Premature fetal tissues are possible source of valuable mesenchymal stem cells

Comparison of the ability to inhibit alloactivated lymphocytes proliferation of human Wharton Jelly (WJ) and amniotic membrane (AM) mesenchymal stem cells (MSCs) from preterm and term pregnancies. Term-WJ-MSCs (n = 5) and Preterm-WJ-MSCs (n = 1) were obtained from tissue explants by adherent method. Term-AM-MSCs (n = 5) and Preterm-AM-MSCs (n = 1) were obtained by tripsin and collagenase digestion method. Term and Preterm MSCs phenotype was confirmed in vitro by flow cytometry. To evaluate the potential of fetal and adult MSCs to diminish immunological response mixed lymphocytes reaction (MLR) has been performed.

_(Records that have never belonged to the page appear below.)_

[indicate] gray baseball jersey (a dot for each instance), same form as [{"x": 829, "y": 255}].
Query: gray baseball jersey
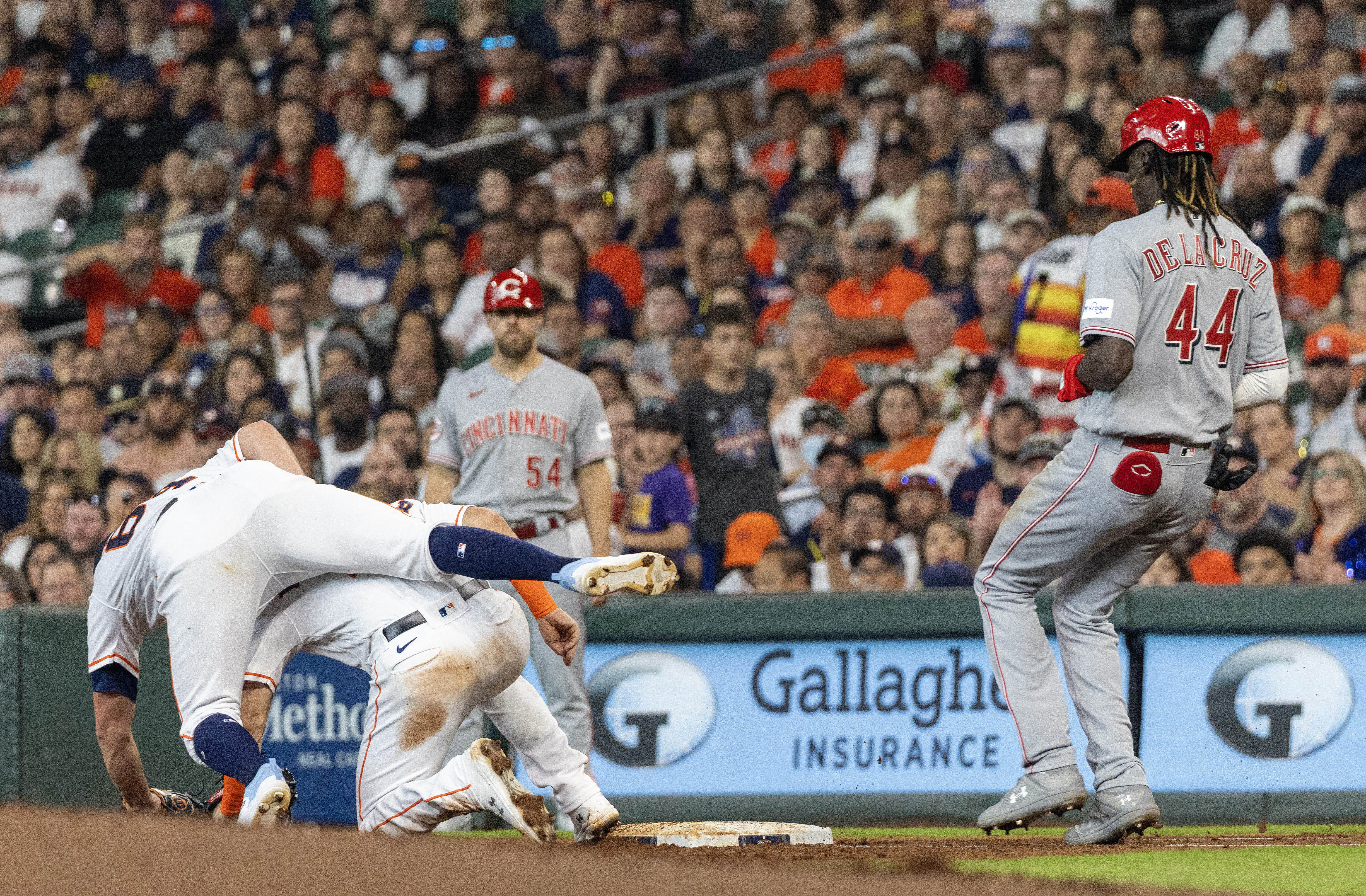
[
  {"x": 1200, "y": 311},
  {"x": 517, "y": 446}
]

Term and Preterm cells were positively identified as MSCs by the expression of CD73 and CD90 and CD105 with simultaneous absence of CD11b, CD14, CD19, CD34, CD45 and HLA-DR. The mean inhibition of allostimulated lymphocytes after addition of fetal derived MSCs amounted 64.8% for term AM-MSCs and 42.1% for term WJ-MSCs (for both populations the effect was statistically significant, p < 0.01). The addition of preterm-MSCs to MLR resulted in reduction of stimulated lymphocytes proliferation by 64.9% for AM-MSCs and 86.1% for WJ-MSCs. Presented results suggest that preterm fetal tissues contain MSCs which posses similar immunosuppressive capacity as those from term pregnancies. In the future MSCs from the umbilical cord and amnion can be potentially used to prevent immuno-dependent injuries in premature newborns.